As with most questions of civil-military relations, the military, civilian leadership, and the public can all play a role in ensuring a healthier discussion about the U.S. armed forces and its personnel policies. 

For the military, dealing with anti-woke politicians might at first glance seem like a classic no-win situation. If they say nothing when critics attack the institution for its alleged fixation with diversity in the ranks, it enables those claims to fester. At the same time, speaking out also risks feeding the beast. Nevertheless, as we have seen in recent testimony by senior enlisted members or in public commentary by military leaders, it is appropriate for senior leaders to provide the facts and to be as forthcoming as possible when answering questions. At the same time, coming across as overly solicitous of politicians belaboring the anti-woke critique is to be avoided. One should not confuse responding judiciously and forthrightly to critics with seeking to mollify or appease them. 

Civilian political leaders and policymakers are much better positioned to fend off unsubstantiated claims that the Department of Defense is so absorbed in diversity and inclusion initiatives that it is neglecting other priorities.
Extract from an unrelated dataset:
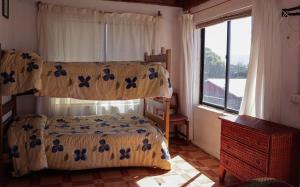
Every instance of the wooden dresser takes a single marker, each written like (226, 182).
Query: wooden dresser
(253, 148)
That includes marshaling facts that make the case for such initiatives. After all, while critics claim that diversity efforts are alienating people from joining the military, one might ask: Who exactly are they alienating? According to Pew polling from 2017, nearly 43 percent of servicemembers identify with one or another minority group in society. 

Despite this diversity though, the presence of minority groups in the military’s senior levels remains limited. While black Americans are overrepresented in the Army’s enlisted ranks, they comprise only 6.5 percent of the service’s general officers and most serve at the one- and two-star level. And while there are some outstanding female leaders in the military’s senior ranks, women overall remain underrepresented at the top. Beyond that, according to Department of Defense figures, across all the services in 2021, women made up just 17.3 percent of the active-duty force.  

One thing civilian policymakers therefore should not do is signal a willingness to abandon proven and effective cultural awareness training and other diversity initiatives merely to appease critics. In particular, they should not abandon them out of some misguided notion that it will improve recruitment: There are numerous other options that would better serve that purpose. Indeed, eliminating tools that enable leaders to manage diverse teams could cause significant damage to morale and cohesion. 

Finally, the public’s role in countering the false claims of anti-woke actors is straightforward, if more easily recognized than achieved: Rather than get caught up in hyperbole, Americans should listen for the facts. Public scrutiny and skepticism are arguably the best antidote to the anti-woke campaign against the U.S. military. 

 

 

Risa Brooks is Allis Chalmers Professor of Political Science at Marquette University.